From the Guidelines
A patient with a low-risk Non-Invasive Prenatal Screening (NIPS) result still has a residual risk of approximately 0.1-1.2% for common chromosomal syndromes such as Down syndrome, Trisomy 13, and Trisomy 18 1.
Key Points to Consider
- The detection rate for fetal trisomy 21 (T21) using NIPS is 98.8% with a corresponding false-positive rate (FPR) of 0.04% 1.
- The positive predictive value (PPV) of NIPS for T21 is 91.8% 1, while the PPVs for T18 and T13 are lower, at 65.8% and 37.2% respectively 1.
- Certain pregnancy factors, such as a vanishing twin gestation, can interfere with the performance and interpretation of NIPS 1.
Recommendations for Patients with Low-Risk NIPS Results
- Patients with a low-risk NIPS result should continue with standard prenatal care and consider additional diagnostic testing, such as a detailed anatomy ultrasound and possibly invasive testing like amniocentesis or chorionic villus sampling, if clinically indicated.
- It is essential to counsel patients that a low-risk NIPS result does not completely eliminate the risk of chromosomal abnormalities, and additional testing may be necessary to confirm the results 1.
Important Considerations
- The American College of Medical Genetics and Genomics (ACMG) recommends NIPS over traditional screening methods for all pregnant patients with singleton gestation for fetal trisomies 21,18, and 13 1.
- The ACMG also notes that NIPS has consistently higher screening performance in the detection of fetal T21/18/13 in singleton pregnancies than any of the traditional screening approaches 1.
From the Research
Residual Risk of Syndrome in Low-Risk NIPS
The residual risk of syndrome in a patient with a low-risk Non-Invasive Prenatal Screening (NIPS) result is a critical consideration in prenatal care. Several studies have investigated this issue, providing insights into the limitations of NIPS and the potential for false-negative results.
False-Negative Results in Low-Risk NIPS
- A study published in 2023 2 reported four cases of trisomy 18 in patients who had received low-risk NIPS results, highlighting the possibility of false-negative results due to placental mosaicism or other factors.
- Another study from 2020 3 analyzed false-negative results in low-risk NIPS cases and found that mosaicism was a major contributor to these errors.
- These findings suggest that NIPS is not foolproof and that patients with low-risk results may still be at risk for certain syndromes.
Residual Risk of Clinically Significant Copy Number Variations
- A 2024 study 4 evaluated the residual risk of clinically significant copy number variations in fetuses with nasal bone absence or hypoplasia after excluding NIPS-detectable findings.
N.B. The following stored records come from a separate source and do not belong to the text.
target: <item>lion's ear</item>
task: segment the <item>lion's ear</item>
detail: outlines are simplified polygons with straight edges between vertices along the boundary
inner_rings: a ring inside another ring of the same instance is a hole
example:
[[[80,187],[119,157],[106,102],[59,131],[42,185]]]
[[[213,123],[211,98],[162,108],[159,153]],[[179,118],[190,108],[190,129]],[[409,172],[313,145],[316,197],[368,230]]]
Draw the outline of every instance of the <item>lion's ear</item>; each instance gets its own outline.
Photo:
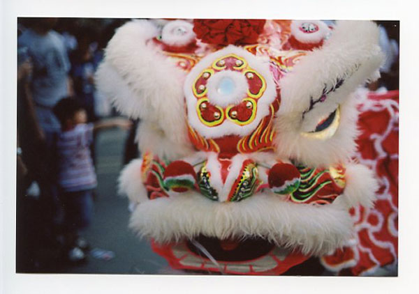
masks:
[[[140,118],[145,125],[152,126],[160,139],[167,140],[165,146],[170,153],[170,149],[176,149],[174,146],[188,142],[182,83],[185,74],[155,45],[161,31],[153,22],[144,20],[121,26],[105,49],[95,79],[98,90],[122,114]],[[148,133],[151,136],[153,132]],[[150,136],[145,141],[153,141]]]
- The study found that the residual risk of clinically significant copy number variations was higher in fetuses with non-isolated nasal bone absence or hypoplasia compared to those with isolated findings.
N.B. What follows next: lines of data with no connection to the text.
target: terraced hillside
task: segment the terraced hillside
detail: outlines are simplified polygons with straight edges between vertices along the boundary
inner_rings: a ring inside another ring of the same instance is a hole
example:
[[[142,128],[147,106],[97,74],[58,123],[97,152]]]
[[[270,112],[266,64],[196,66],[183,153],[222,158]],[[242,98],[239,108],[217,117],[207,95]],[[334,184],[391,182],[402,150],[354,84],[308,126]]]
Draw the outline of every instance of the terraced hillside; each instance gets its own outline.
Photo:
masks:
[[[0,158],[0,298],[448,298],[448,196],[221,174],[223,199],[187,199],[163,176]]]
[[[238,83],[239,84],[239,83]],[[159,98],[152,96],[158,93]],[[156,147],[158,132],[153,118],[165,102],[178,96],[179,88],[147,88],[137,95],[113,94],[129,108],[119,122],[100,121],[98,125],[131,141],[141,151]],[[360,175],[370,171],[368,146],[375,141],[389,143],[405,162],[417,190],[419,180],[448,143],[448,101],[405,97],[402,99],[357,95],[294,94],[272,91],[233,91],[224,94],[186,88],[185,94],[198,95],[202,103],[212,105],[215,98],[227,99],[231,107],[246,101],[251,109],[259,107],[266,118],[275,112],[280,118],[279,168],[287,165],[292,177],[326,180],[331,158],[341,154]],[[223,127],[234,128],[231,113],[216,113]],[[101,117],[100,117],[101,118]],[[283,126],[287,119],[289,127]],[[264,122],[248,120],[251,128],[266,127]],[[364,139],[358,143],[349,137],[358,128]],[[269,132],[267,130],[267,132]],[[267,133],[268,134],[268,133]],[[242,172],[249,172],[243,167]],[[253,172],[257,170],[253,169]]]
- These results highlight the importance of considering the residual risk of syndrome in patients with low-risk NIPS results, particularly in cases with additional risk factors.
Patient Perception of Residual Risk
- A 2016 study 5 investigated patient perception of residual risk after receiving a negative NIPS result and found that the majority of participants understood the residual risk.
- However, the study also noted that individuals with less formal education may require alternative communication strategies to ensure understanding of the limitations of NIPS.
- This highlights the need for clear and effective communication of residual risk to patients with low-risk NIPS results.
Limitations of NIPS
- A 2018 study 6 discussed the limitations of NIPS, including the potential for false-positive and false-negative results.
- The study proposed a method for improving the accuracy of NIPS by incorporating a cell-free fetal DNA size selection step.
- These findings emphasize the importance of understanding the limitations of NIPS and the need for ongoing research to improve the accuracy and reliability of this screening tool.